Custom CI To Build Compose App Targets

FoundriesFactory® includes all you need to build a containerized application and securely deploy it on devices. This includes:

• a git repository
• a CI service that handles the steps to build and delivery apps leveraging the TUF compliant OTA service.

You can learn more through this tutorial.

FoundriesFactory consists of well integrated but loosely coupled services. This allows for using the FoundriesFactory OTA framework directly, without using either FoundriesFactory git repos or the CI service. This means you can host your source code anywhere, and build your App through any framework, and still leverage the rest of FoundriesFactory.

This section guides you through the steps of creating a custom CI pipeline in GitHub that:

• builds multi-arch container images and pushes them to FoundriesFactory Registry;
• builds a FoundriesFactory Compose App and pushes it to the FoundriesFactory Registry;
• composes TUF Targets role metadata compliant with FoundriesFactory TUF requirements;
• adds the composed TUF Targets to FoundriesFactory Targets.

Prerequisites

1. A successful build with a corresponding Target and tag, and the hardware ID, to use for this guide.
2. A GitHub repo with source code, Dockerfiles, and a Docker compose file.

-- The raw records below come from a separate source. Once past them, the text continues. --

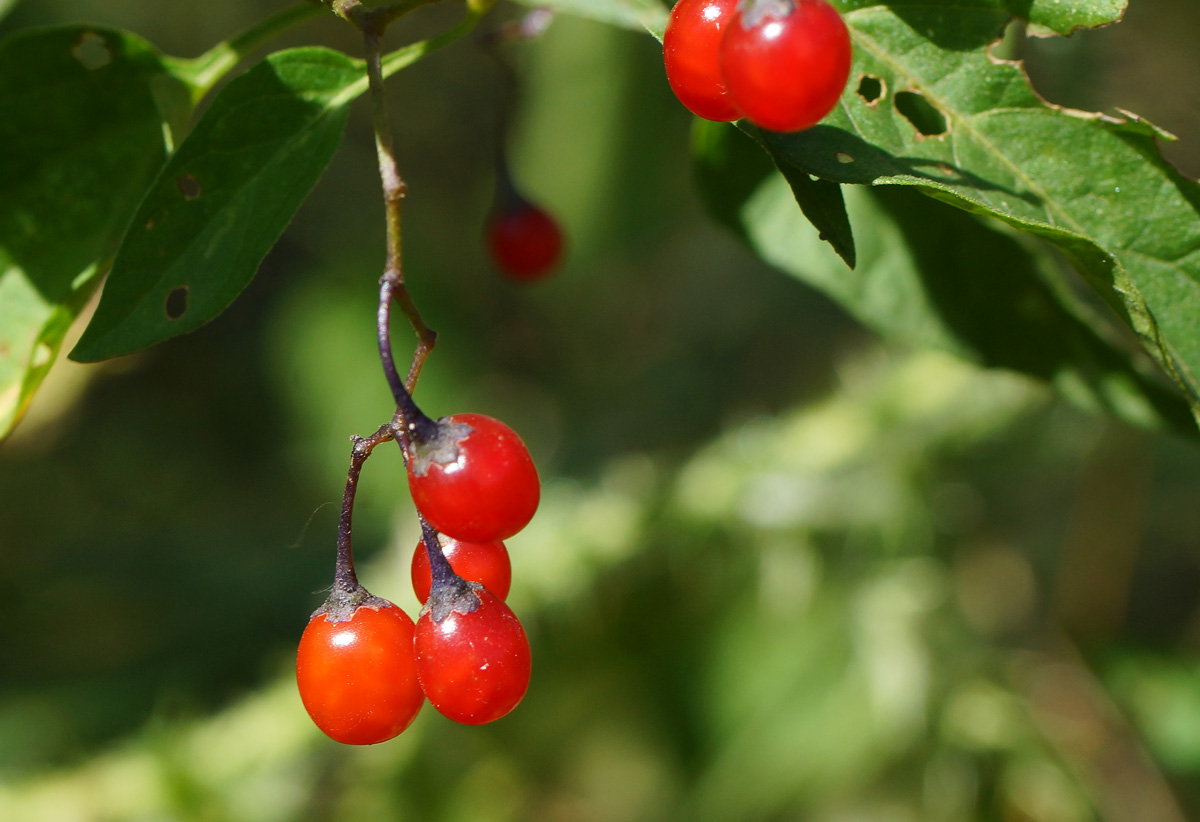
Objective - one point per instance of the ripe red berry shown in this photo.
(785, 63)
(690, 47)
(486, 563)
(473, 666)
(358, 678)
(473, 479)
(525, 241)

Below is an example of how the prerequisites would look like:

1. Factory lmp-demo with a successfully built Target having the tag custom-ci-devel and the hardware ID raspberrypi4-64.

   Fioctl targets show 1 -f lmp-demo
       APP  HASH
       ---  ----
   ## Target: raspberrypi4-64-lmp-1
      Created:       2022-11-30T00:20:31Z
      Tags:          custom-ci-devel
      OSTree Hash:   fe15cf8ad5e09136725ef996c93299d70fa0d20bfa2f10651437b8860b9edcdb
   

3. The GitHub repo that contains a working App implementation.

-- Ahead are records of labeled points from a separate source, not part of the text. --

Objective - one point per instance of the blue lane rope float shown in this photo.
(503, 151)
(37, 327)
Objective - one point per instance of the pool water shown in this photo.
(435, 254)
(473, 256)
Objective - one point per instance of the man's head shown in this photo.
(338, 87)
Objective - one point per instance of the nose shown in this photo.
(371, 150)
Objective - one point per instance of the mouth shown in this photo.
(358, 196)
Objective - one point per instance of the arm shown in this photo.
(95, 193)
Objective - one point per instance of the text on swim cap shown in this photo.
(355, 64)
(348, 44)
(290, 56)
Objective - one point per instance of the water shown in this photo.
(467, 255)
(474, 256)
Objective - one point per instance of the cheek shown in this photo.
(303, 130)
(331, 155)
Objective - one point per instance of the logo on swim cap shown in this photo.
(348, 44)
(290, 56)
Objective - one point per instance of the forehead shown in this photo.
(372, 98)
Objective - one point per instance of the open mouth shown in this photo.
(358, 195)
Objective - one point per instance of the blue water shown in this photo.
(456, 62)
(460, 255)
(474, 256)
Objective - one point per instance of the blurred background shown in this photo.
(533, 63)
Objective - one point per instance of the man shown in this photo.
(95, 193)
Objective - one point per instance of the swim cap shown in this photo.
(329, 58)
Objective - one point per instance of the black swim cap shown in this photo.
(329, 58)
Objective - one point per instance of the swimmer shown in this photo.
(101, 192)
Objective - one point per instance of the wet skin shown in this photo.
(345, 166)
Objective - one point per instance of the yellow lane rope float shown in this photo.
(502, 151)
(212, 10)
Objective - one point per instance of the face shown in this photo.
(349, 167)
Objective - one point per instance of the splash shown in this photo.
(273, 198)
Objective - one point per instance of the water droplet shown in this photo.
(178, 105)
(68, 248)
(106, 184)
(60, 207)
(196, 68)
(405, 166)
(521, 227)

Creating And Setting the Access Token

The GitHub action needs to be authentication for the FoundriesFactory OTA service and the FoundriesFactory Registry. You can create the token to add to the GitHub action via the FoundriesFactory WebApp. The token must have containers:read-update and targets:read-update scopes to access the registry and the OTA service, respectively.

Set Token in GitHub Repo

Go to https://github.com/foundriesio/<your repo>/settings/secrets/actions and add a secret named FIO_TOKEN with the value of the token obtained in the previous step.

Define GitHub Actions Workflow

The next step is to define a GitHub actions workflow in your repo or extend an existing one. The sample GitHub actions workflow demonstrates a workflow that communicates with FoundriesFactory to achieve the goals <ug-custom-ci-app> of this guide. The workflow does the following:

1. Builds and pushes images to the registry.
2. Stores the built image URIs (must be digest/hashed references) so they can be referenced from the App compose project.
3. Builds and pushes the Compose App by utilizing the compose-publish utility.
4. Composes and posts new Target(s) that references the App built in step 3. The fioctl targets add command is utilized to accomplish it.

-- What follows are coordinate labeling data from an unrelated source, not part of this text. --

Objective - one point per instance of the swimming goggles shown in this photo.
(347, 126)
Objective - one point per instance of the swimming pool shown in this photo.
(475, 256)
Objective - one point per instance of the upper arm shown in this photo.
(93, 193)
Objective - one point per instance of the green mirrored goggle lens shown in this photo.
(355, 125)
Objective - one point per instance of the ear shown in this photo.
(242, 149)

Learn App Repo Structure Details

It is important to understand the structure of the sample App before creating your own App and CI job that communicates with the FoundriesFactory services.

Docker files and build directories for the container images are located in sub-directories of <root>/docker. The name of each sub-directory corresponds to a container image name. The compose project definition refers to the container images defined in the repo, and built by the CI job with the reference hub.foundries.io/lmp-demo/<app-name|dir>.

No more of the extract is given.